Last night, as I begged Master to cut me, he said, "Are you an emo slut? Or just a slutty emo?" and for a second, I felt like I'd been sprung… exposed… a secret discovered. Of course, that is one of my Master's most captivating talents – he sees right through me, and speaks aloud exactly what makes me shy away.

I would like to pretend I am a poster girl for cheerful, emotionally stable submissives, but I most definitely am not. I am moody and anguished. I am drawn to darkness, and to the 'edge'. I try and hide it, even from myself, but a part of me is fascinated with the idea of my own destruction. I want to feel my blood running over my skin. I want to feel my head float away from lack of oxygen. I want to feel the fear and exhilaration of wondering if I will live through this. Recently when Master released his hold on my throat and allowed me to gasp for air again, I thanked him for my breath… for my life. I remember thinking I would also have wanted to thank him if he had chosen to deny it.

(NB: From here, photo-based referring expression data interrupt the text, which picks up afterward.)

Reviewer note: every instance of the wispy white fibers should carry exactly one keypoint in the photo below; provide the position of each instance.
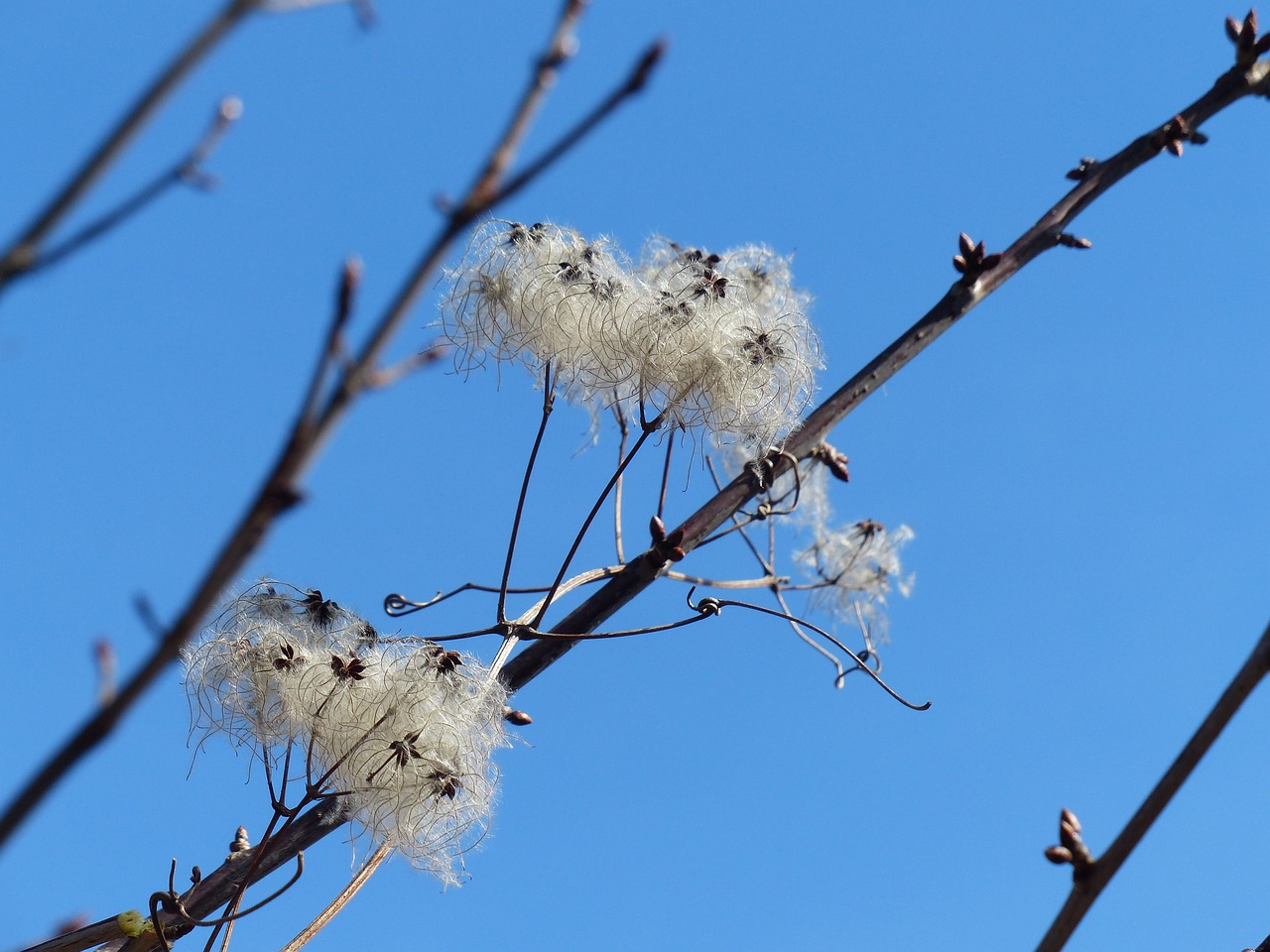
(403, 729)
(719, 341)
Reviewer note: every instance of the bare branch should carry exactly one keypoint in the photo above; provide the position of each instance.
(962, 296)
(26, 252)
(1091, 879)
(278, 490)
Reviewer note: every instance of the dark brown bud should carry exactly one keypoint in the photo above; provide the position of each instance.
(1058, 856)
(1074, 241)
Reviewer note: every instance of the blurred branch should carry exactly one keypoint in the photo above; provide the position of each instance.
(187, 171)
(1089, 880)
(24, 254)
(980, 275)
(280, 489)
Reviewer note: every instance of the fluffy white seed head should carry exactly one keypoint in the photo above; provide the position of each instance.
(719, 341)
(858, 566)
(404, 730)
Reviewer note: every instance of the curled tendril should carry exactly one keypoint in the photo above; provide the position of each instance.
(714, 606)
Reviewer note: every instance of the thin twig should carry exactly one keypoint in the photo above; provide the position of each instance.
(186, 172)
(24, 253)
(1091, 883)
(959, 299)
(624, 434)
(648, 430)
(341, 900)
(548, 402)
(278, 493)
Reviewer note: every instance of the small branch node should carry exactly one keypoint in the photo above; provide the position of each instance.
(973, 261)
(1083, 169)
(1072, 240)
(1175, 132)
(1243, 35)
(1071, 849)
(833, 458)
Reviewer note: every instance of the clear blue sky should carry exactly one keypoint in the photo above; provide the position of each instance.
(1082, 460)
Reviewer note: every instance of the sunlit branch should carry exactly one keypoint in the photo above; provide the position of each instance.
(1089, 881)
(278, 490)
(343, 898)
(1048, 232)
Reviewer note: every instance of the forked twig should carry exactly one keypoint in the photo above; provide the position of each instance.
(372, 862)
(26, 250)
(970, 290)
(278, 490)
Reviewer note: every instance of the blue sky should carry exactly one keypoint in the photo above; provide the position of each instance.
(1082, 460)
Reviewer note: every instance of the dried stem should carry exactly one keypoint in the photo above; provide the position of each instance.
(278, 490)
(962, 296)
(1092, 880)
(341, 900)
(548, 400)
(185, 172)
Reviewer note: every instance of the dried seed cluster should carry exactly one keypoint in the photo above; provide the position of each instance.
(858, 565)
(404, 730)
(708, 340)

No, I am no rainbows and fairies girl.


But my Master makes me feel light. Pleasing him I feel blessed, comforted, and secure. I feel I can live and be happy. As he said to me more than once, I can do anything.

Today I had the pleasure of being the subject of a media interview – with my Master's permission, to talk publicly on radio about what it is like to be a slave without limits. The portion they played was short and sweet and positive, and I was pleased to hear what they chose to include. But there was one hard question they asked that was edited out of the final… they said, "has he brainwashed you?" That was a question I couldn't answer – not in a public statement. Instead I laughed. The response on my lips, though, was "I don't care." If the type of training my Master performs on me – on my heart, and on my mind – is brainwashing, then so be it! I am just as grateful to him no matter what the name.

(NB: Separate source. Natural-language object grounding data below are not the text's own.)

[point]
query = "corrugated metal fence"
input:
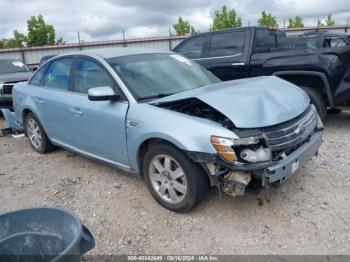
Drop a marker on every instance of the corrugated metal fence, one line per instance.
(32, 55)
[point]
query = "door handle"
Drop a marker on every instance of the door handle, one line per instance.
(38, 101)
(76, 111)
(238, 64)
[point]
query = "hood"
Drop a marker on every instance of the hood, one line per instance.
(251, 102)
(15, 77)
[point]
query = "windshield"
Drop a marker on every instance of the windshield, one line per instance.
(155, 75)
(12, 66)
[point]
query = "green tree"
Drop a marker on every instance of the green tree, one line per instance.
(40, 33)
(226, 19)
(267, 20)
(329, 21)
(319, 23)
(183, 27)
(60, 41)
(18, 40)
(296, 23)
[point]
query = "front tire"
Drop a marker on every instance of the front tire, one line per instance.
(174, 181)
(36, 134)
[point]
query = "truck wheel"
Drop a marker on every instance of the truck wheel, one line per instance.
(318, 100)
(175, 182)
(36, 135)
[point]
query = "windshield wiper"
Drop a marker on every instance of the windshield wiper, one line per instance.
(160, 95)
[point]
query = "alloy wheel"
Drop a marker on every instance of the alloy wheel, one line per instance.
(34, 133)
(168, 179)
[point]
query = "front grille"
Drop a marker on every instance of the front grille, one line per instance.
(292, 133)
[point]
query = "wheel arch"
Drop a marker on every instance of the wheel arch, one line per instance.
(146, 144)
(311, 79)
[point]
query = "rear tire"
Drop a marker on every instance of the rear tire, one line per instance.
(318, 100)
(36, 135)
(175, 182)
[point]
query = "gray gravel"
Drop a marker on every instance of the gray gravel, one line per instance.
(309, 214)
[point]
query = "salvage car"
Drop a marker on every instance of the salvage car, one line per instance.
(323, 73)
(12, 71)
(168, 120)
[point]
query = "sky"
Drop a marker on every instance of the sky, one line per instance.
(105, 19)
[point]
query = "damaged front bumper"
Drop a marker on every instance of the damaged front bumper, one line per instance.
(234, 178)
(289, 166)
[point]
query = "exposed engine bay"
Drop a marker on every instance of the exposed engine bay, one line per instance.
(196, 107)
(256, 149)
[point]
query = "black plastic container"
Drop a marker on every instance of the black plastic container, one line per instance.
(43, 234)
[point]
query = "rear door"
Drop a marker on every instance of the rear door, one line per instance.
(226, 54)
(98, 126)
(52, 99)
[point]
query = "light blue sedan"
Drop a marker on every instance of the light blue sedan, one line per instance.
(166, 119)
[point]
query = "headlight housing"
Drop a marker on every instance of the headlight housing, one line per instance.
(224, 146)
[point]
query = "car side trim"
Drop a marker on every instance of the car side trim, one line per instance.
(314, 73)
(216, 57)
(92, 156)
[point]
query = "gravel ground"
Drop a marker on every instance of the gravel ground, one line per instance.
(309, 214)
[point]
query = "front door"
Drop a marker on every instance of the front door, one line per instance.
(99, 126)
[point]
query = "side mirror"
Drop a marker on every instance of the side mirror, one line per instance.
(103, 93)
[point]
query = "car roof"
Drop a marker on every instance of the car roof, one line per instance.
(9, 58)
(107, 53)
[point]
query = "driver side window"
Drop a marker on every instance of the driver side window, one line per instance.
(88, 75)
(192, 48)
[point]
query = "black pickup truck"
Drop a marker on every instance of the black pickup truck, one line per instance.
(324, 73)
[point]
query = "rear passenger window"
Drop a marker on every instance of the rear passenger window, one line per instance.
(88, 75)
(192, 48)
(38, 76)
(58, 74)
(264, 39)
(226, 43)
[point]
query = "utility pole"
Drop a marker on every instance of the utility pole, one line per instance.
(170, 44)
(124, 43)
(79, 41)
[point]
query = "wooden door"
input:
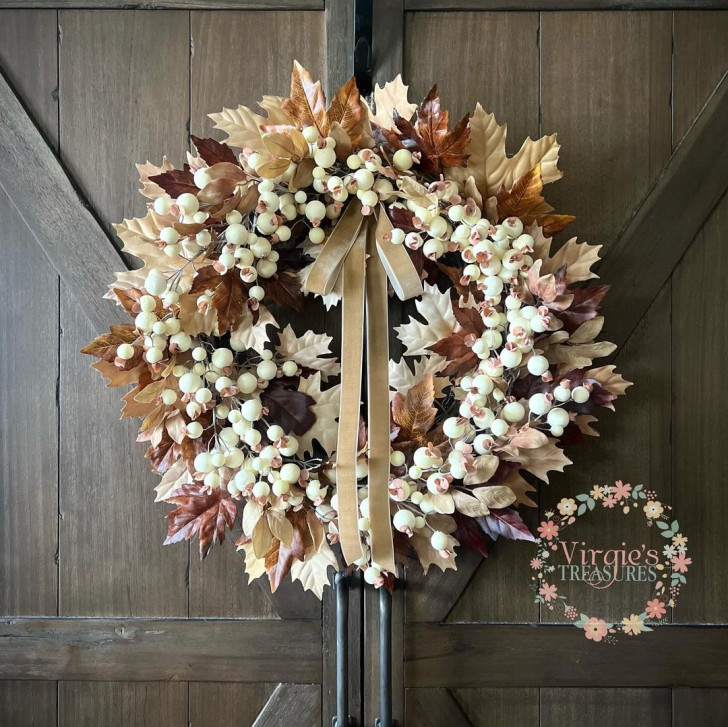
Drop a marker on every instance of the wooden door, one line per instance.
(623, 90)
(103, 626)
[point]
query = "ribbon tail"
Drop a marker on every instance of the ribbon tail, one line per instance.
(382, 547)
(354, 268)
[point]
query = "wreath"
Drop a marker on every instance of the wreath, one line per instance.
(244, 419)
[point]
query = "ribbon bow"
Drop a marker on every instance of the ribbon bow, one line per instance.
(357, 251)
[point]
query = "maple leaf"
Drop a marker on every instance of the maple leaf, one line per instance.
(457, 348)
(326, 412)
(202, 513)
(489, 164)
(308, 351)
(439, 146)
(214, 152)
(289, 408)
(281, 556)
(176, 182)
(414, 413)
(104, 346)
(436, 308)
(390, 99)
(229, 297)
(285, 288)
(507, 523)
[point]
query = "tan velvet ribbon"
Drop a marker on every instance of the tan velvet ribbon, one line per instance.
(357, 251)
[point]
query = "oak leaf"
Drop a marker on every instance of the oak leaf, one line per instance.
(414, 413)
(202, 513)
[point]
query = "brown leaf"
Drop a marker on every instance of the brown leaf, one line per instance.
(176, 182)
(201, 513)
(104, 346)
(429, 135)
(414, 413)
(307, 104)
(214, 152)
(229, 296)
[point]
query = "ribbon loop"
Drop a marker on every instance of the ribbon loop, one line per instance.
(359, 252)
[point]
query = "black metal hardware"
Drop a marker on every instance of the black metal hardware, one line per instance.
(385, 660)
(342, 718)
(363, 68)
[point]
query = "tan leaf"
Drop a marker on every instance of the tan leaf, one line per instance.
(388, 99)
(428, 556)
(539, 462)
(485, 467)
(578, 258)
(414, 413)
(280, 526)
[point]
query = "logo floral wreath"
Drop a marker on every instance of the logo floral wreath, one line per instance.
(625, 499)
(240, 414)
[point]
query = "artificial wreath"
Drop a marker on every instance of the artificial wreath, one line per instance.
(243, 418)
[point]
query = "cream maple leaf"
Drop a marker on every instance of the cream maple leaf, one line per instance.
(402, 378)
(313, 571)
(326, 410)
(308, 351)
(249, 335)
(489, 164)
(435, 307)
(392, 97)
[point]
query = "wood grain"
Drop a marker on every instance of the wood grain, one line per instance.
(291, 705)
(112, 560)
(614, 707)
(505, 707)
(432, 708)
(445, 655)
(698, 455)
(213, 704)
(168, 4)
(160, 650)
(27, 704)
(119, 704)
(219, 79)
(28, 484)
(698, 706)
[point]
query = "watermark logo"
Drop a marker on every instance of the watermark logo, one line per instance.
(644, 573)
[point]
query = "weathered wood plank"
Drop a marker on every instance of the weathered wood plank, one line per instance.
(611, 707)
(213, 704)
(220, 79)
(29, 172)
(112, 559)
(28, 704)
(445, 655)
(432, 708)
(28, 363)
(120, 704)
(546, 5)
(699, 403)
(698, 706)
(504, 707)
(167, 4)
(291, 705)
(666, 222)
(160, 650)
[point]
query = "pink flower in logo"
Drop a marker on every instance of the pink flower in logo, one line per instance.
(548, 592)
(655, 609)
(680, 563)
(595, 629)
(620, 490)
(548, 530)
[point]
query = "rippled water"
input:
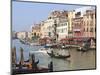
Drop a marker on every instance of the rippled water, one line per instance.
(78, 60)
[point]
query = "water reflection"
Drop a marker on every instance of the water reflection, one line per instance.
(78, 60)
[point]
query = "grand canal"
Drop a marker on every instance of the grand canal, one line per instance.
(78, 60)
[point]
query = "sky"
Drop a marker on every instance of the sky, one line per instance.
(26, 14)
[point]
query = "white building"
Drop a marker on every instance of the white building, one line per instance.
(22, 35)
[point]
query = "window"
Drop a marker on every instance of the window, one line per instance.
(87, 29)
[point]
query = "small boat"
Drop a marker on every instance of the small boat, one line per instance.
(59, 54)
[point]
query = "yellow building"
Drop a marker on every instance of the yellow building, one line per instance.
(36, 30)
(89, 23)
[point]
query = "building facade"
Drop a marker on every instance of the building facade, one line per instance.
(89, 23)
(36, 30)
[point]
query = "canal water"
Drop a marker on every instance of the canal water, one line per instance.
(78, 60)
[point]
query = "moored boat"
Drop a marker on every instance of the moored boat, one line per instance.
(61, 54)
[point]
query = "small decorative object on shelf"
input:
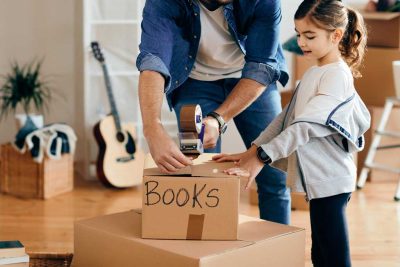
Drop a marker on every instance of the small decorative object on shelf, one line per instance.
(21, 176)
(25, 87)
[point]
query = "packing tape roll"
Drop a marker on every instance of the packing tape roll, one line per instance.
(191, 118)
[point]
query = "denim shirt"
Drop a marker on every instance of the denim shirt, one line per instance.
(171, 34)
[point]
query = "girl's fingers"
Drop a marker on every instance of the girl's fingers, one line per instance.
(216, 157)
(249, 182)
(237, 172)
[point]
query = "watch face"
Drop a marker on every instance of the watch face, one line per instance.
(262, 155)
(223, 129)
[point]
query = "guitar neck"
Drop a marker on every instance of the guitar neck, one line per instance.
(110, 95)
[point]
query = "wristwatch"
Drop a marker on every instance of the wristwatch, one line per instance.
(221, 122)
(262, 156)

.... and it doesn't stop there

I was on my back, my arms spread wide and tied to the bedposts, almost hyperventilating with nerves. Master had just played back his recording of what I'd said to him: "Please, would you shit in my mouth, Sir?" The recording meant even more than the act – he had my plea, my longing, and there was no taking it back. A part of me tried to believe he wouldn't really do it… reaching for denial. But I needed to ask for it, the time was right. I opened my mouth and shut my eyes, and my mind was crowded with thoughts that came down to "YES/NO". Trying not to move. Putting all my will towards keeping my mouth open. Not failing him. Oh god, this is disgusting….

… and next thing I know, there is something in my mouth, and I gasp with shock so hard that for a second I am choking on it. It momentarily occurs to me how utterly absurd it would be to die now, choking on my Master's shit while he shifts position to fuck me, and then it dislodges and I can breathe again, but fuck its still in my mouth, and I can't move my hands and I can't sit up and I can't get it out of there…. And Master tells me to come, and I try, I really try, but for the first time since I've known him I simply can't… it's too shocking…

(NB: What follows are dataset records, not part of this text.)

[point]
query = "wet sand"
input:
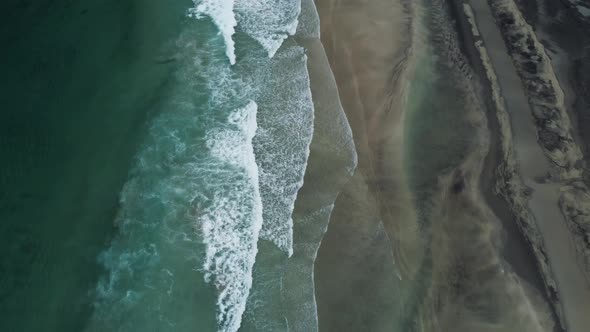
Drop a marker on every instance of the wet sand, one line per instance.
(371, 270)
(357, 281)
(532, 164)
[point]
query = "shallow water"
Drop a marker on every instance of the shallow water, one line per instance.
(163, 160)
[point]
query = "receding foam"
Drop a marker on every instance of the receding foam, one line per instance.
(231, 224)
(221, 13)
(269, 22)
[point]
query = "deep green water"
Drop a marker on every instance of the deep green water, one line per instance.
(135, 161)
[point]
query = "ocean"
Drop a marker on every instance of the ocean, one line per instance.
(154, 153)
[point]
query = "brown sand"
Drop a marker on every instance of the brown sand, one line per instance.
(356, 277)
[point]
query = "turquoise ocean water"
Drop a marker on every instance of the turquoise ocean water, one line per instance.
(152, 153)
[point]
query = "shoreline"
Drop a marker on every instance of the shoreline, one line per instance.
(535, 147)
(516, 250)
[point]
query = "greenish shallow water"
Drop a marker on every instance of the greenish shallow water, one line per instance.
(128, 199)
(78, 84)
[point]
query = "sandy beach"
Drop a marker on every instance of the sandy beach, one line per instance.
(387, 262)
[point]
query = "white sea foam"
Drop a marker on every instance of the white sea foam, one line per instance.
(269, 22)
(231, 224)
(221, 13)
(282, 142)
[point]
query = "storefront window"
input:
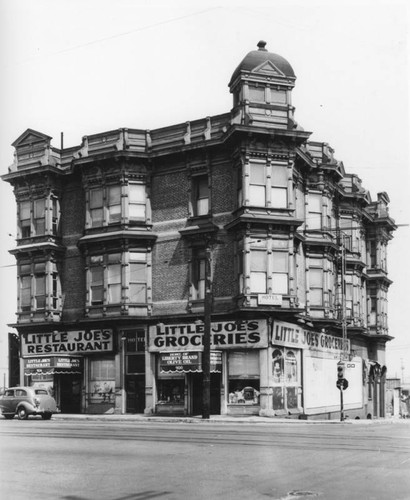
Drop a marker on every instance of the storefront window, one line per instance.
(171, 391)
(102, 380)
(244, 381)
(285, 379)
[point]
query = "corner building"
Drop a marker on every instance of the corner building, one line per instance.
(115, 237)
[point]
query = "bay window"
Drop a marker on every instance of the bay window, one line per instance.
(268, 185)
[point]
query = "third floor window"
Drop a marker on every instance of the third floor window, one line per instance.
(116, 204)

… But he was so pleased with me. I have never seen him smile so proudly. It was horrible, and I did it, and I would do it again for him. No matter what. Because I have proven it – I have no limits for my Master. He smiled and said to me later, "Now you have reached the point where you are really of use to me," and I felt elated… finally, two years of training and I know I have really become something he truly wants… something he would not throw away.